It turns out that Judge James Teilborg’s harangue of a lawyer from the bench about her allegedly insufficient compassion for the unborn was indeed a sign of what was to come: The Clinton-appointed district court judge in Arizona just did something, well, unprecedented. He upheld Arizona’s ban on abortions after 20 weeks, claiming it didn’t actually “ban” abortions before viability, it just “regulates” them down to the most grueling emergencies.
Worse, Teilborg even regurgitated the suspect science of “fetal pain,” a first in the federal courts, though his decision was based on the contorted “regulation” versus “ban” finding. The Supreme Court has repeatedly held that the state can only ban abortions after viability, regardless of the rationale, but Teilborg found that Arizona’s H.B. 2036 “does not impose a substantial obstacle to previability abortions,” because a woman can still get an abortion after 20 weeks if she’s about to die or suffer major physical impairment.
“It’s such a game of semantics, to the point of Alice in Wonderland,” ACLU staff attorney Alexa Kolbi-Molinas told Salon. “When the Supreme Court said you cannot ban any abortions prior to viability, regardless of whether there are any exceptions to that ban, that’s exactly what they meant.”
The Arizona law is the first of several state-level pre-viability bans to be challenged by doctors and reproductive rights advocates. The law’s pretext is the relative increased risks of later abortions (compared to earlier abortions, not to the risks of carrying to term) and the alleged ability, heavily disputed in the medical literature, of the fetus to feel pain before the third trimester. The plaintiffs, which were represented by the ACLU and the Center for Reproductive Rights, declined to get into the fetal pain issue because, they said, the precedent is so clear about pre-viability abortion.
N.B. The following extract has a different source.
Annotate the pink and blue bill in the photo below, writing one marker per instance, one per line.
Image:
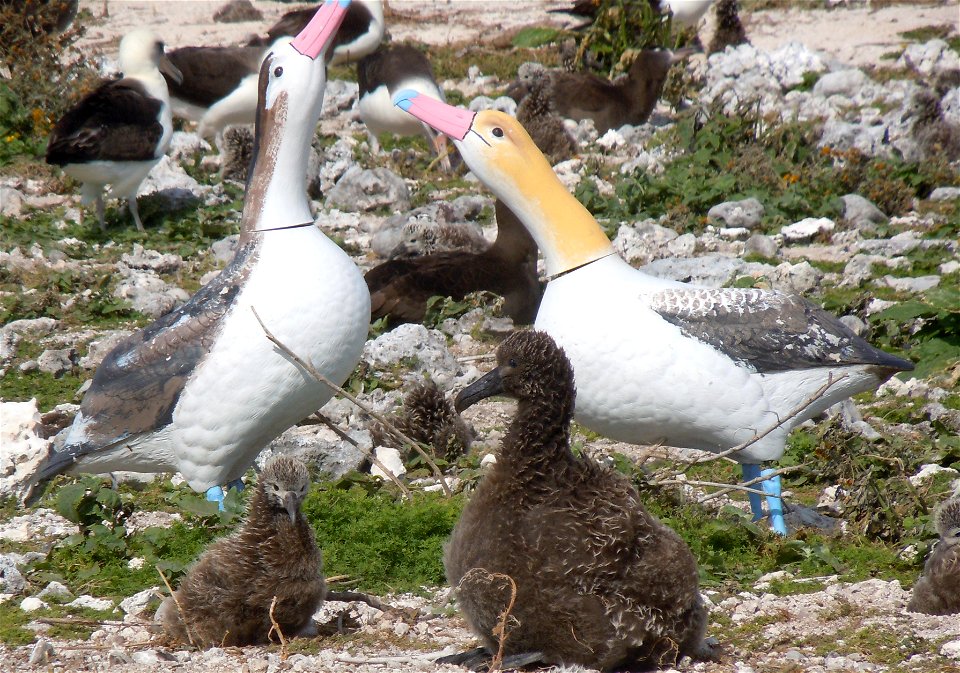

But Teilborg clearly found it relevant enough to include in his decision as justification for the “regulation.” He claimed the state had presented “substantial and well-documented evidence that an unborn child has the capacity to feel pain during an abortion by at least 20 weeks gestational age.” (The Royal College of Obstetricians and Gynecologists in the UK concluded otherwise, as did a review of the evidence by the Journal of American Medical Association, which found that “evidence regarding the capacity for fetal pain is limited but indicates that fetal perception of pain is unlikely before the third trimester,” four weeks after the ban.)
The next step is an appeal to the 9th Circuit, requesting both an emergency stay before the law goes into effect Thursday and a full overturning of it. As for that purported lack of compassion the judge saw in the plaintiffs, the attorneys in that case pointed out that the judge was lacking in it himself. Julie Rikelman, litigation director at the Center for Reproductive Rights, recalled her colleague’s response to Teilborg: “These doctors take care of women with high risk pregnancies and they do everything in their power to keep the pregnancy, if that’s what the woman wants.” But that isn’t always possible. And even if the woman doesn’t want to keep the pregnancy for other reasons beyond being at death’s door, where’s the compassion for her?